Figure 4-3. Stabilization Phase.

Figure

Figure 4-3. Stabilization Phase. Dosage adjustments may be necessary during early stabilization, and frequent contact with patients increases the likelihood of compliance. Until full stabilization is achieved, weekly assessments of patients may be indicated (more...)

Maintenance Phase

The longest period that a patient is on buprenorphine is the period of maintenance. This period may be indefinite. It is easy for physicians to lessen their vigilance during this period, but significant considerations still must be addressed. Attention must be maintained to the psychosocial and family issues that have been identified during the course of treatment. Other issues that will need continual monitoring are related to cravings for opioids and to preventing relapse. Some other issues related to opioid abuse that need to be addressed during maintenance treatment include, but are not limited to, the following:

  • Psychiatric comorbidity
  • Somatic consequences of drug use
  • Family and support issues
  • Structuring of time in prosocial activities
  • Employment and financial issues
  • Legal consequences of drug use
  • Other drug and alcohol abuse

The frequent presence of some or all of these problems underscores the importance of providing nonpharmacological services to address comprehensively the needs of patients and to maximize the chances of the best possible outcomes.

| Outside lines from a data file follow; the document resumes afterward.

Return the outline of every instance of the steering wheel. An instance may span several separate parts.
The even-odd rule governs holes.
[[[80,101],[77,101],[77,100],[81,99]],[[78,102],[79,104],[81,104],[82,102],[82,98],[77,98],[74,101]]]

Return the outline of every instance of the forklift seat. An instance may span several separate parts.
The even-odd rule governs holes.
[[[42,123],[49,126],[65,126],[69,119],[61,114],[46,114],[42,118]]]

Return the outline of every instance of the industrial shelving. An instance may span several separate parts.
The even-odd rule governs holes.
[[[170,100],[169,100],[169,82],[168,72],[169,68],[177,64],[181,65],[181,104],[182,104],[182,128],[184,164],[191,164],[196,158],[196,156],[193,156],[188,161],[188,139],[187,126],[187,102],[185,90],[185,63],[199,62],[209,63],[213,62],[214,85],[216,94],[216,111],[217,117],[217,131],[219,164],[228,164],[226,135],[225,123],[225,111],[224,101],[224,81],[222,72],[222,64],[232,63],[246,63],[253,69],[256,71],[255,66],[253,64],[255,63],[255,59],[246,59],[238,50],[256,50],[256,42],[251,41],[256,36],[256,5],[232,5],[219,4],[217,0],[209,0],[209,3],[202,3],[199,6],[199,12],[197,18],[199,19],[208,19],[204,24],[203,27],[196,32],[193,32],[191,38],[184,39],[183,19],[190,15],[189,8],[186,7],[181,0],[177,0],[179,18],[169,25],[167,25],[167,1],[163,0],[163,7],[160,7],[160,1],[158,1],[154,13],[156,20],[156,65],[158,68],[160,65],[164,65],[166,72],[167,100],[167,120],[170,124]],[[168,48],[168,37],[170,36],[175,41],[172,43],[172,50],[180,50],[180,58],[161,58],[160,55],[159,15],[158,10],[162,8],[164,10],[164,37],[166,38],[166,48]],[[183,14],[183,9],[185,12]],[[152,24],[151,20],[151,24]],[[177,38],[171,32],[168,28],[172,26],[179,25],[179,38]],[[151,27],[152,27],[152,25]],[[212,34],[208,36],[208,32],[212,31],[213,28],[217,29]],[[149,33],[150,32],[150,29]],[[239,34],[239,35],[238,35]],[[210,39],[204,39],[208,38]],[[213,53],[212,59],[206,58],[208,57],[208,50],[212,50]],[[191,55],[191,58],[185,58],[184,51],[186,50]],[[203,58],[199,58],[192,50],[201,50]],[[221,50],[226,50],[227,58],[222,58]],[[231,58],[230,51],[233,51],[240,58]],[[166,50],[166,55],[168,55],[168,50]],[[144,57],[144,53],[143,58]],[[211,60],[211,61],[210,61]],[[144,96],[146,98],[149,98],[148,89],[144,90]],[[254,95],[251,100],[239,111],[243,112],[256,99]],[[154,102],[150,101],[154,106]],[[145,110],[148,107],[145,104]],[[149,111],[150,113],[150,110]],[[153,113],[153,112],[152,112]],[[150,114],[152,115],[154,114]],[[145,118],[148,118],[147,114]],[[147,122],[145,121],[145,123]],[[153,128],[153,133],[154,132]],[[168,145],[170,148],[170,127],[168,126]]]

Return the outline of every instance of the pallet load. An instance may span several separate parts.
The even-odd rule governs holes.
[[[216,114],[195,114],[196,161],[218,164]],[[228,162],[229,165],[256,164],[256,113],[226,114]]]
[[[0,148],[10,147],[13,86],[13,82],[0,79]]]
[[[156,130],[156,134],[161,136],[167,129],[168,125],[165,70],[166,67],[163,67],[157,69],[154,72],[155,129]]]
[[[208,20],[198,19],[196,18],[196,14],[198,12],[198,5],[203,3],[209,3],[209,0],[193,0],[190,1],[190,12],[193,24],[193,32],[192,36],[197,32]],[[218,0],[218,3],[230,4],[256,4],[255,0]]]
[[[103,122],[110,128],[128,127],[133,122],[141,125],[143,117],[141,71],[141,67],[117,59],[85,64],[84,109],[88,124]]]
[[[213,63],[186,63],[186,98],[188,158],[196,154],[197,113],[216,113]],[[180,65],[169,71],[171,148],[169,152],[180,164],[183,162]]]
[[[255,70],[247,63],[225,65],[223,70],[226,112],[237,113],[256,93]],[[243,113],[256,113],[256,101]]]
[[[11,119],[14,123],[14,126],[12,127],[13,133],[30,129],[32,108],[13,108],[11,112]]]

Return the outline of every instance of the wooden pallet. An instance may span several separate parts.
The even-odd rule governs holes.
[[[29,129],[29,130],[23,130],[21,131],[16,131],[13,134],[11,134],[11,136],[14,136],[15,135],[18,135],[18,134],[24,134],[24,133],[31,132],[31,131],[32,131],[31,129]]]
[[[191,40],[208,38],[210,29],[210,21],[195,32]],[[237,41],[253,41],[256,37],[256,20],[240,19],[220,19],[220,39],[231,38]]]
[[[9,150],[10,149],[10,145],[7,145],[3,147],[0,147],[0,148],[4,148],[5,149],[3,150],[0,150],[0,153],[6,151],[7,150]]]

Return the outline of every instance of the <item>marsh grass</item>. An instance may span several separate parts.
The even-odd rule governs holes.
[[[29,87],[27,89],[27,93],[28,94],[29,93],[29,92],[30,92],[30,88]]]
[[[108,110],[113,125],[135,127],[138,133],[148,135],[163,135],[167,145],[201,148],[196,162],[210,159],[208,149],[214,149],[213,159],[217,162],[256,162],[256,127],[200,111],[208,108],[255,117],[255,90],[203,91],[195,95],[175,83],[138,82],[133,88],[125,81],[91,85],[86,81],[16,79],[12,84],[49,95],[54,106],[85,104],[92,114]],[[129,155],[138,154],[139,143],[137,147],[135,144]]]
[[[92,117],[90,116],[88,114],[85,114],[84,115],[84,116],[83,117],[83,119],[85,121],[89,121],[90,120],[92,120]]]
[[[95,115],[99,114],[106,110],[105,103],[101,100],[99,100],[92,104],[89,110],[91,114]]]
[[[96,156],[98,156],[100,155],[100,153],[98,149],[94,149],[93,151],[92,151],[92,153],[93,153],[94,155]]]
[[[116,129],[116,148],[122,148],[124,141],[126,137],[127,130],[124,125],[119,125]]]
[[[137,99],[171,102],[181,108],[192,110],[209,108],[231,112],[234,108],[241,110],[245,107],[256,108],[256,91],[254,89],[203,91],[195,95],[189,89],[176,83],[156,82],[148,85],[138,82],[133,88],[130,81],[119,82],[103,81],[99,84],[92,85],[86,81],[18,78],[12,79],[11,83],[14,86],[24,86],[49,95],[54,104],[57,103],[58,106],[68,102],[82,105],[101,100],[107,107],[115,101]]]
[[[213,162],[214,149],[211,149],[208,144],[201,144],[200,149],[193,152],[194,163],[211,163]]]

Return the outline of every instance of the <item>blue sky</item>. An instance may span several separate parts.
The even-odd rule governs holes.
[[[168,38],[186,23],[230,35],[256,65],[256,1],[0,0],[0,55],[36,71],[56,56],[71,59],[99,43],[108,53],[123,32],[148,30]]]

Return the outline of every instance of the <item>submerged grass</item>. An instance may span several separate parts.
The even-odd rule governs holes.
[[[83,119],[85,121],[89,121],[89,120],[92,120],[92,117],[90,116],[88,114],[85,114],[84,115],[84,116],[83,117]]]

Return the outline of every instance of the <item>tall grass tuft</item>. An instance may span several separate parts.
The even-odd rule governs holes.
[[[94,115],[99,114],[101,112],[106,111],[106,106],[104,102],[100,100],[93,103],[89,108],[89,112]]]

Long‐Term Medication Management

The design of long‐term treatment depends in part on the patient’s personal treatment goals and in part on objective signs of treatment success. Maintenance can be relatively short‐term (e.g., <12 months) or a lifetime process. Treatment success depends on the achievement of specific goals that are agreed on by both the patient and the physician. Following successful stabilization, decisions to decrease or discontinue buprenorphine should be based on a patient’s desires and commitment to becoming medication‐free, and on the physician’s confidence that tapering would be successful. Factors to be considered when determining suitability for long‐term medication‐free status include stable housing and income, adequate psychosocial support, and the absence of legal problems. For patients who have not achieved these indices of stabilization, a longer period of maintenance, during which they work through any barriers that exist, may be appropriate. Data suggest that longer duration of medication treatment is associated with less illicit drug use and fewer complications.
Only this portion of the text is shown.